Dopo aver raggiunto la promozione in Prima Categoria, abbiamo intervistato il mister della Modenese, Marco Fava che si è soffermato sulla splendida stagione vissuta da lui ed i suoi ragazzi e sulle aspettative per la prossima.
Mister, finalmente è arrivata la tanto desiderata promozione in Prima, qual è stato il suo segreto per raggiungere queso traguardo?
«Non c’è alcun segreto, il nostro lavoro è iniziato due anni fa quando è stata creata questa rosa, composta da ottimi giocatori, che conoscono la categoria e che nelle ultime stagioni si sono piazzati sempre nelle prime tre posizioni. Alla fine le nostre speranze si sono concretizzate e si è avverato un piccolo sogno.»
A metà campionato lo United Carpi aveva raggiunto un distacco di ben 12 punti, ci avete sempre creduto anche in momenti come quello?
«Rispetto all’anno scorso abbiamo avuto molti più problemi, non a caso abbiamo perso forzatamente 9 giocatori nel corso di questa stagione, tra cui calciatori dal calibro di Malavasi e Minutolo. Nonostante ciò, giornata dopo giornata è emerso il grande valore di un gruppo giovane che si merita veramente ogni onore.»

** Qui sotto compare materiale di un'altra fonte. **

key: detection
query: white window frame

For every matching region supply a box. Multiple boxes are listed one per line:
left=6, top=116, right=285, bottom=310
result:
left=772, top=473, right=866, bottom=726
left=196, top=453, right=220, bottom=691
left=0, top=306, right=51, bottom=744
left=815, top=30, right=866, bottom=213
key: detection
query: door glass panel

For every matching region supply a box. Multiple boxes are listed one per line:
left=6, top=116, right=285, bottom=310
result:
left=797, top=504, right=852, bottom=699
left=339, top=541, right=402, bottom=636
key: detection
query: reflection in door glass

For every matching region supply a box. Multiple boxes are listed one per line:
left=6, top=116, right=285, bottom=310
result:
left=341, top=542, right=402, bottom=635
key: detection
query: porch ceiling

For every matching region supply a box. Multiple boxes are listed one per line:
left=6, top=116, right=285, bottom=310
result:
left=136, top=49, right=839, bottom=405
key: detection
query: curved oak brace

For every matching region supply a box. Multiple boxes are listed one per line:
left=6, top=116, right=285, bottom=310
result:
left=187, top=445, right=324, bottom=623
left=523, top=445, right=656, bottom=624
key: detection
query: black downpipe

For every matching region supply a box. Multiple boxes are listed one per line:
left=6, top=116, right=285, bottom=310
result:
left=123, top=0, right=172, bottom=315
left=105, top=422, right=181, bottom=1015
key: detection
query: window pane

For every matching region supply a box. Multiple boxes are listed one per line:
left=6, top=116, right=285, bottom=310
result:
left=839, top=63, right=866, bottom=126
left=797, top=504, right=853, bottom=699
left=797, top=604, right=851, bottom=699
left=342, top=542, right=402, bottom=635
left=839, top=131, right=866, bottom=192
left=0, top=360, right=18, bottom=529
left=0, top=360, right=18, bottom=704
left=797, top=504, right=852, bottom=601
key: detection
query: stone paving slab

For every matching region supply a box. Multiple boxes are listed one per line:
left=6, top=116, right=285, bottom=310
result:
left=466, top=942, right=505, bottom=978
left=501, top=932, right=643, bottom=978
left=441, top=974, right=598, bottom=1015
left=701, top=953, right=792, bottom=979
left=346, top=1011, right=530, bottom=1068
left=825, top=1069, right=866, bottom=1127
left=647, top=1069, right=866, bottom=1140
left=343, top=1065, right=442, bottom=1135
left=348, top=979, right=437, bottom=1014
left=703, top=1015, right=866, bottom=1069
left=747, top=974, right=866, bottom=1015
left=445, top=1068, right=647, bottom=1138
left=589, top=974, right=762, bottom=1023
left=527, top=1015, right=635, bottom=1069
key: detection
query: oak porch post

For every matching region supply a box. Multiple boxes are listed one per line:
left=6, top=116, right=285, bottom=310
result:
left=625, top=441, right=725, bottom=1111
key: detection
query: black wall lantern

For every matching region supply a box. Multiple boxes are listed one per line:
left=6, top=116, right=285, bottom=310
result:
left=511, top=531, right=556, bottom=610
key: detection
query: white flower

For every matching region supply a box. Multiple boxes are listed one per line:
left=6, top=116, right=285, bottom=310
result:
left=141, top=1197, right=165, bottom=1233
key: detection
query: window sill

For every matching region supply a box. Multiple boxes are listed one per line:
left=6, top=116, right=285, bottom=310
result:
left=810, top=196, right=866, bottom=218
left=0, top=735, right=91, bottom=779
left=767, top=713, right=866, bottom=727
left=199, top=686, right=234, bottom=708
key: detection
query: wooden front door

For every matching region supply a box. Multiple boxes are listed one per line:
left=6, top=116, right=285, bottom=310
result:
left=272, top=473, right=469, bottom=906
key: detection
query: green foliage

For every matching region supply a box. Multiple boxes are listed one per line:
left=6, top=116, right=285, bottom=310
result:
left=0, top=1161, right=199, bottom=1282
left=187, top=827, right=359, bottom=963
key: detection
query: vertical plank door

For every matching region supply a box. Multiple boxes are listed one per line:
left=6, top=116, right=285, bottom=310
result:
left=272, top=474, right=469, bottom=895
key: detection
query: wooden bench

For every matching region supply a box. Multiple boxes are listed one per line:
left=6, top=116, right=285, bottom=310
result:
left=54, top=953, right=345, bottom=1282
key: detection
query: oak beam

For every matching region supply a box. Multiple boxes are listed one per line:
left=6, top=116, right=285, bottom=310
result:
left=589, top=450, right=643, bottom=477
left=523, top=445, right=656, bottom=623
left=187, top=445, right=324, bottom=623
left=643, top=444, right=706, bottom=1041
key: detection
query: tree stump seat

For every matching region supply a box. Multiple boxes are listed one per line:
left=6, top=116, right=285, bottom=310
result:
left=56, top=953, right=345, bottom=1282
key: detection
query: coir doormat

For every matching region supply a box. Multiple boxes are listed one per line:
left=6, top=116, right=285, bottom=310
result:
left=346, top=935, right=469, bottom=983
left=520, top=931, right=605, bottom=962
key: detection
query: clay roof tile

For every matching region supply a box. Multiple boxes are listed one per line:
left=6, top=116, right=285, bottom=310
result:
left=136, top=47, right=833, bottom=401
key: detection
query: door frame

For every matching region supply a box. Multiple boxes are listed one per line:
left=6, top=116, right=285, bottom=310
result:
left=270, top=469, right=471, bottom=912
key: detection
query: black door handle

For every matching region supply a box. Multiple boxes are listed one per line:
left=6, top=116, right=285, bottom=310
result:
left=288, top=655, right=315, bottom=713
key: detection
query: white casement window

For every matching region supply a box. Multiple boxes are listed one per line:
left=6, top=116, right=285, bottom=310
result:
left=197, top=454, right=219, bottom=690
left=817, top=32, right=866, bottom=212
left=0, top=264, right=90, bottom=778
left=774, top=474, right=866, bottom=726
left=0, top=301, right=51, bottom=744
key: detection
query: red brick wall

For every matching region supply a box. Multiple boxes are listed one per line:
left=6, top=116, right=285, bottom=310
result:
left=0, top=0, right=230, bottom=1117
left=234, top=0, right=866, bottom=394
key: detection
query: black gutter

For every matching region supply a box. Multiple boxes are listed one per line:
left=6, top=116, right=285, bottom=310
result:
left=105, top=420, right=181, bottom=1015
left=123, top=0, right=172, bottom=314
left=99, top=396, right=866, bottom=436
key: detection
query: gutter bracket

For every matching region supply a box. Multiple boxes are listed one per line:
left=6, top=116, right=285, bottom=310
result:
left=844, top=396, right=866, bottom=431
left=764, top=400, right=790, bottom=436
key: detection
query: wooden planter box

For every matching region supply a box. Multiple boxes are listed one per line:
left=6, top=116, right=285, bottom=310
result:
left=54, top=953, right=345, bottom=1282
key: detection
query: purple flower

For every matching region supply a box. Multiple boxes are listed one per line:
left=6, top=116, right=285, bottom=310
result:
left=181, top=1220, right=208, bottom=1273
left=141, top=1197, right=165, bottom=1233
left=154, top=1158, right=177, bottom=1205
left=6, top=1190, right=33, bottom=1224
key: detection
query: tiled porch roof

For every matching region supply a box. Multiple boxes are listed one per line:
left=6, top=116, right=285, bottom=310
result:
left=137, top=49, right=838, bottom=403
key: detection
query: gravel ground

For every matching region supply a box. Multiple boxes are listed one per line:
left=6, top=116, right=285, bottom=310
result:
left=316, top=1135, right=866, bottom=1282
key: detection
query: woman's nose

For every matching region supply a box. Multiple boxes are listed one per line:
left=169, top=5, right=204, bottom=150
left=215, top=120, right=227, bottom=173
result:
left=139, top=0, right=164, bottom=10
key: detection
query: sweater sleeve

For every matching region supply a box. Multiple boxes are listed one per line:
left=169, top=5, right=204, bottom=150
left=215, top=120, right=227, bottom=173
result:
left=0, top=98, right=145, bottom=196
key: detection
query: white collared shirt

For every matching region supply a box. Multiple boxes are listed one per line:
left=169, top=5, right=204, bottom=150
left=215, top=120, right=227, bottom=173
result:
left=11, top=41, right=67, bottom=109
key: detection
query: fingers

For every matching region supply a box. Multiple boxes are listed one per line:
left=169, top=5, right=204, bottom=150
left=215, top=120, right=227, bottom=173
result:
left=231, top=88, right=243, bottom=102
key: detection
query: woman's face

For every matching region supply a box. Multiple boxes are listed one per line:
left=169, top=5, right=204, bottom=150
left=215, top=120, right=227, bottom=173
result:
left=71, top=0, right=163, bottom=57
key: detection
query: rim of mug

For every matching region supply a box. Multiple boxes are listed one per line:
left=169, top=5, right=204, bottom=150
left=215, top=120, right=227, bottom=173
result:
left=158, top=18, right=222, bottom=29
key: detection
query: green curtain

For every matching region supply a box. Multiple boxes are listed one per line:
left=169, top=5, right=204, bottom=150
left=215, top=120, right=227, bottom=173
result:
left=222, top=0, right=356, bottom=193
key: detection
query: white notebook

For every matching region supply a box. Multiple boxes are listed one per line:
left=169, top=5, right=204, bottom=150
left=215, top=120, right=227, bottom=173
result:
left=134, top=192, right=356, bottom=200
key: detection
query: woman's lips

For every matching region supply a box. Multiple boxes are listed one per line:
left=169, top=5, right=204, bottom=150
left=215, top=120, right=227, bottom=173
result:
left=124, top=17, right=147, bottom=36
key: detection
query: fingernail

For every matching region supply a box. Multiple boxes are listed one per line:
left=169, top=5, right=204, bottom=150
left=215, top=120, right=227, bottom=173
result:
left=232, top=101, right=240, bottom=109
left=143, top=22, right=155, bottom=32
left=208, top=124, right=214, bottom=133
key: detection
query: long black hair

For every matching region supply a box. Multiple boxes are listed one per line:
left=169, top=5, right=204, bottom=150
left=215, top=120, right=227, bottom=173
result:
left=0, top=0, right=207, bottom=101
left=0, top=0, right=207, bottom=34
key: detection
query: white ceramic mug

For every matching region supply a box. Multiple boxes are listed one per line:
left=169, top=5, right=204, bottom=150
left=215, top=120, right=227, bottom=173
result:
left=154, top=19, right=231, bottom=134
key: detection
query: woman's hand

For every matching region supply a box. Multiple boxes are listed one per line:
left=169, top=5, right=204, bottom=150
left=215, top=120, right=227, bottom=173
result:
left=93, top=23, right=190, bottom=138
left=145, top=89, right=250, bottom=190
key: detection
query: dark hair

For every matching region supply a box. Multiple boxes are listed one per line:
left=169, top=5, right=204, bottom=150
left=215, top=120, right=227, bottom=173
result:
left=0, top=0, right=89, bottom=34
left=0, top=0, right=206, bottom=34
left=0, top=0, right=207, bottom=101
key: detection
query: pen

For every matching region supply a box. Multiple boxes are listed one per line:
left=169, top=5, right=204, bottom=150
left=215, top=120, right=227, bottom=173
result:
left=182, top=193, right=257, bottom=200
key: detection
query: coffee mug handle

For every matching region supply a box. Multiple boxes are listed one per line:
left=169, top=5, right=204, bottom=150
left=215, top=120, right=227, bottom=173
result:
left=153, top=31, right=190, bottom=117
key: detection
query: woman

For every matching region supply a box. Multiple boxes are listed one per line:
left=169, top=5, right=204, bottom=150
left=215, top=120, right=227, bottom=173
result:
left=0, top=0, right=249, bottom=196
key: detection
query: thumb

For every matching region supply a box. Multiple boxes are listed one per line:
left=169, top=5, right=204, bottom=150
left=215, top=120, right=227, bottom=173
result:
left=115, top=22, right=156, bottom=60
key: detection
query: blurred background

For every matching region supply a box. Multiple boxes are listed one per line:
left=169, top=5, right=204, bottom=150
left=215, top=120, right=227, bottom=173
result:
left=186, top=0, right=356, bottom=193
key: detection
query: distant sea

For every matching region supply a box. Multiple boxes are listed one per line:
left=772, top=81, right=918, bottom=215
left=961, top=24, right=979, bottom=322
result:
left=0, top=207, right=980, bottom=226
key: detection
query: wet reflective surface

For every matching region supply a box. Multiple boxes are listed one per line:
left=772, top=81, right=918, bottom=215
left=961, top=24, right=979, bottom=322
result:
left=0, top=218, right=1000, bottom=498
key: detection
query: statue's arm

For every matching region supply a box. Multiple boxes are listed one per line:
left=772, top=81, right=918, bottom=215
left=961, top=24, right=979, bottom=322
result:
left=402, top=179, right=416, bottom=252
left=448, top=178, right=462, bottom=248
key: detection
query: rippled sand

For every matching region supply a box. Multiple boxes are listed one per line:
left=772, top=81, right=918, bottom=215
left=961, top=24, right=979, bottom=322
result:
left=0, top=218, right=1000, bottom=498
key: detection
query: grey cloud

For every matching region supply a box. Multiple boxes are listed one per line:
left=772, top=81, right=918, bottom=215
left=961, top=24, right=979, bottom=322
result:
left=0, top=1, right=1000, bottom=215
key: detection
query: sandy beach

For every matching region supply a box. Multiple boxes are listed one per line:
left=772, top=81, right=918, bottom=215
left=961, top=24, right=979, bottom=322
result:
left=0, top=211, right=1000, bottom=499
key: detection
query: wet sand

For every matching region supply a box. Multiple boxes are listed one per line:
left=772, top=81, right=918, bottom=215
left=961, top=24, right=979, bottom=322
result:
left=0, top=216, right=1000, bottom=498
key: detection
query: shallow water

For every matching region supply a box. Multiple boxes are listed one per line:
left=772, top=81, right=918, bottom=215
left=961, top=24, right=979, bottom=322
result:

Come si spiega un crollo così improvviso del vostro principale avversario?
«Sono una corazzata che ora avrà l’opportunità di giocarsi un posto per la Prima Categoria attraverso i playoff. Sicuramente i numeri confermano il loro grande valore e sinceramente non riesco nemmeno io a spiegarmi quanto è successo perchè non ho idea di cosa sia accaduto all’interno di uno spogliatoi in cui ci sono giocatori davvero fuori categoria.»
A quattro giornate dalla fine avete battuto con il risultato di 0-5 proprio lo United Carpi, è stato quello il momento in cui avete capito veramente di potercela fare?
«Sì, dopo quella partita abbiamo capito che avevamo tutte le caratteristiche per prenderli e superarli. Ripeto, lo United Carpi è indubbiamente una grande squadra con un ottimo organico, ma penso che anche noi abbiamo offerto un gioco assolutamente all’altezza.»
Secondo lei, cosa ha permesso allo United Carpi di starvi davanti per gran parte della stagione?
«Sicuramente le difficoltà di inizio stagione ci hanno condizionato e hanno favorito i nostri rivali, inoltre le forti pressioni e le aspettative esterne non ci hanno consentito sempre di giocare con la giusta serenità.»
Oltre al già citata United Carpi, qual è stata, a suo avviso, la squadra che vi ha messo più in difficoltà?
«Sicuramente Concordia e Folgore Mirandola hanno sempre espresso un bel calcio. Infatti, entrambe si giocheranno i playoff.»
Tra le squadre che sono arrivate ai playoff, chi è la favorita?
«Non è facile determinare una favorita in questo momento perché in partite ad eliminazione diretta può succedere di tutto. Tuttavia, credo che i numeri siano dalla parte dello United Carpi.»
Nella prossima stagione militerete nel campionato di Prima Categoria, quali saranno i vostri obiettivi?
«Innanzitutto ci stiamo ancora godendo il momento e non abbiamo parlato con la società. Non so quale sarà il mio futuro. In ogni caso, penso che la Modenese punterà sicuramente ad una salvezza tranquilla, sulla scia della CDR.»
Si aspetta qualche rinforzo per aumentare la competitività della rosa?
«A prescindere dalla mia permanenza sulla panchina, sicuramente questa rosa verrà ritoccata con l’arrivo di almeno 4-5 elementi che serviranno per mantenere con tranquillità la categoria. Abbiamo molti giovani in rosa e non tutti rimarranno.»